Judge Says Feds Can Access WikiLeaks-Related Twitter Accounts
A federal judge will allow investigators to see the Twitter messages of people tied to WikiLeaks. In an opinion issued today in the U.S. District Court for the Eastern District of Virginia, U.S. Magistrate Judge Theresa Buchanan ruled against a motion that would have kept the U.S. Department of Justice out the Twitter accounts of three people who were allegedly involved in the WikiLeaks affair.
The accounts in question belong to Birgitta Jónsdóttir, an Icelandic lawmaker who assisted with WikiLeaks’ release of a U.S. military video that had been classified; Jacob Applebaum, a WikiLeaks volunteer based in Seattle; and Rop Gonggrijp, a Dutch citizen who is co-founder of the Internet service provider XS4ALL.

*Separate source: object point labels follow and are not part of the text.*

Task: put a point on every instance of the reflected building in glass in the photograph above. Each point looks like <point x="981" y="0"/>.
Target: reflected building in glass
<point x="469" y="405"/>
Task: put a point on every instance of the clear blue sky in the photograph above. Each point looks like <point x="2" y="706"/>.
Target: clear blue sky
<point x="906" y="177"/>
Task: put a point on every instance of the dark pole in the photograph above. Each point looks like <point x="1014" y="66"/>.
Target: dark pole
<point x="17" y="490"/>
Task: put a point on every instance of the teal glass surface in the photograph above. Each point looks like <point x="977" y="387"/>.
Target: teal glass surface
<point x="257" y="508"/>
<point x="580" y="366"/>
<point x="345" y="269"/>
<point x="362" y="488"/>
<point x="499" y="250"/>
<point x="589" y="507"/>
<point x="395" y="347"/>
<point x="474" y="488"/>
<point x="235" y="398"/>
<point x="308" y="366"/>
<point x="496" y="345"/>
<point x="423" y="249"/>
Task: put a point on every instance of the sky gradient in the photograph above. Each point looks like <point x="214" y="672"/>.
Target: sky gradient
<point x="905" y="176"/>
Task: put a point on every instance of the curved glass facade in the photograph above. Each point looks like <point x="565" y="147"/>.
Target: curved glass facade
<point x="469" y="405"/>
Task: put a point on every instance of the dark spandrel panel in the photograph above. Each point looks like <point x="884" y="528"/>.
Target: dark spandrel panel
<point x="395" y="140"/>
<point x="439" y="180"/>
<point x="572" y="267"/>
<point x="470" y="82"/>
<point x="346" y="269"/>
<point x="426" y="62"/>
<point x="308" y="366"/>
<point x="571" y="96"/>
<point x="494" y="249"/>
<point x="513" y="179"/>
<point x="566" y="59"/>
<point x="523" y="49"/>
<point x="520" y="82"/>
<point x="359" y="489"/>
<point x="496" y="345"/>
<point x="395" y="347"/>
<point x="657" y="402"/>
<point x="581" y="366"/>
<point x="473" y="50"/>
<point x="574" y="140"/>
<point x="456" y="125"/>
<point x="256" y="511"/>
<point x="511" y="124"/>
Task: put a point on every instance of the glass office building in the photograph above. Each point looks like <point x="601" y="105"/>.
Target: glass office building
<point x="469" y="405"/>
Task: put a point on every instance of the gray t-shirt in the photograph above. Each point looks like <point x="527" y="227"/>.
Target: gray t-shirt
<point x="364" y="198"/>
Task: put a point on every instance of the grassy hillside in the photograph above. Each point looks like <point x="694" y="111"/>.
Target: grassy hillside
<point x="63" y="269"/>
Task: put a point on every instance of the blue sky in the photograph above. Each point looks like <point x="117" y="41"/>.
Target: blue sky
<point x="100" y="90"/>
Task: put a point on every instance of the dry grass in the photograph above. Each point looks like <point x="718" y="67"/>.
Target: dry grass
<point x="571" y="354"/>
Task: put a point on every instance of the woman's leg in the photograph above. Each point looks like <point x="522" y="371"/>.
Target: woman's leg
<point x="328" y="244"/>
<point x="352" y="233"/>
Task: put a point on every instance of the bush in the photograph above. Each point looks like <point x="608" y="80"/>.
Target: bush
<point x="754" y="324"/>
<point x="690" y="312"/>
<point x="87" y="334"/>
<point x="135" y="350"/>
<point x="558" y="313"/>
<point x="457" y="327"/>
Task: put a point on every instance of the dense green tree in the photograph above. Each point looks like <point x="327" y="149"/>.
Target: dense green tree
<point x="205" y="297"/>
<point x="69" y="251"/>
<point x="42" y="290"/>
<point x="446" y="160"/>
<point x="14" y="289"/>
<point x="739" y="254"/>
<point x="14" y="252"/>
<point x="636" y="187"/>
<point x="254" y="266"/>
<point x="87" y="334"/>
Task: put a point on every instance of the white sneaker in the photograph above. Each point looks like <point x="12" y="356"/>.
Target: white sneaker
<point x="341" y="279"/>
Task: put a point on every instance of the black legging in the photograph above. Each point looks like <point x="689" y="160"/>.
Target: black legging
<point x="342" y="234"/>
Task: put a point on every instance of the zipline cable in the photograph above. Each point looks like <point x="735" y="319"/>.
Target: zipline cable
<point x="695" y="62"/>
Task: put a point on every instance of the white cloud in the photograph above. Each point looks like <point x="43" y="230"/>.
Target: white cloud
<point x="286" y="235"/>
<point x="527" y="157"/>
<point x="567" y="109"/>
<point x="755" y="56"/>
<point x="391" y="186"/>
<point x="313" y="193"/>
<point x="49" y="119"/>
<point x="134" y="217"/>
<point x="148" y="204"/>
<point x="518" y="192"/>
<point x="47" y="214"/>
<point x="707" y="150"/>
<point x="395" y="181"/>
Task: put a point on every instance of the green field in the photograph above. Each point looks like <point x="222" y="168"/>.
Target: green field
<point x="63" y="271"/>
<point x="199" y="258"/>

The U.S. Attorney for the Eastern District of Virginia had filed an order in December seeking IP address and other Twitter account information relating to several users connected to WikiLeaks, including its head, Julian Assange.
Buchanan turned away arguments by the American Civil Liberties Union, the Electronic Frontier Foundation and private attorneys saying that the privacy of their accounts were protected by established federal law and the First Amendment and Fourth Amendment.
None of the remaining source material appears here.